Contrairement à une idée reçue, la laïcité n’est ni une invention ni une spécificité française. Ses prémisses se trouvent chez les philosophes grecs (Épicure, Marc Aurèle), chez les penseurs du siècle des Lumières (John Locke, Denis Diderot, Voltaire), chez les pères fondateurs des États-Unis (James Madison, John Adams, Thomas Jefferson, Thomas Paine) et chez les promoteurs de la loi de 1905 en France, notamment Jules Ferry.

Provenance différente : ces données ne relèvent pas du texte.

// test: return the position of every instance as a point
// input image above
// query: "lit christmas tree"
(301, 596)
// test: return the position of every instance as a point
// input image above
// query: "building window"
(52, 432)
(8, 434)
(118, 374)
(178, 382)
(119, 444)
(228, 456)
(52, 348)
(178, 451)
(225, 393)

Aux États-Unis, la religion est séparée de l’État par la constitution de 1787 et son premier amendement de 1791. C’est aussi la première constitution à garantir la non-ingérence de l’État dans les religions et la liberté de culte. Bien que dans la pratique politique la référence à Dieu soit quasi omniprésente (serment sur la Bible, In God we trust…), aucun des textes fondateurs de la République américaine (la constitution et la Déclaration des Droits – les dix premiers amendements) ne fait référence à Dieu ou à la Providence. Cette dualité peut se comprendre par le souci des Américains de s’affranchir des persécutions religieuses subies par ceux qui quittèrent l’Europe pour fonder un nouveau monde. C’est un peu le contraire de la France : subissant le poids du religieux durant au moins 1 500 ans, la perception française tend à rejeter systématiquement toute référence à la religion au sein de la société.

D’autres pays ont adopté le double principe de la séparation entre les Églises et l’État et de la liberté religieuse, comme l’Allemagne (depuis 1920), l’Inde (depuis 1950), le Japon (depuis 1946) le Mexique (depuis 1863), la Russie (depuis 1990), même si certains entretiennent une ambiguïté entre la déclaration constitutionnelle et les pratiques gouvernementales comme la Turquie (constitution laïque de 1937) ou la Chine (constitution laïque de 1982).

Un modèle répandu est celui des pays à religion d’État (Danemark, le Royaume-Uni, Grèce…), lequel connaît une évolution vers la laïcité, ou est aménagé pour garantir les mêmes droits civils et politiques aux citoyens qui relèvent d’autres Églises présentes sur le territoire.

Une autre organisation se généralise aujourd’hui dans les pays qui n’ont pas établi de séparation stricte entre les Églises et l’État : elle prévoit des accords de collaboration et d’entente entre l’État, neutre, et certaines communautés religieuses, reconnues d’intérêt public (ou traditionnelles). Ces communautés sont alors enregistrées par l’État (Russie, Slovaquie, Pologne, Canada, Italie, Espagne, Singapour…). En contrepartie de leur reconnaissance et de leur besoin de subventionnement partiel par l’État, les communautés religieuses s’engagent à respecter une certaine transparence et à pratiquer la démocratie interne.

La laïcité est enfin rejetée par de nombreux pays, notamment dans le monde arabe. Sauf en Tunisie (depuis la révolution de 2010), les différentes religions ne sont pas traitées sur un pied d’égalité. L’islam est souvent la religion exclusive de l’État. Les autres cultes ne bénéficient que d’un statut de protection et se trouvent maintenus dans une situation légale inférieure. Les citoyens ne jouissent pas de la liberté de changer ou d’abandonner leur religion.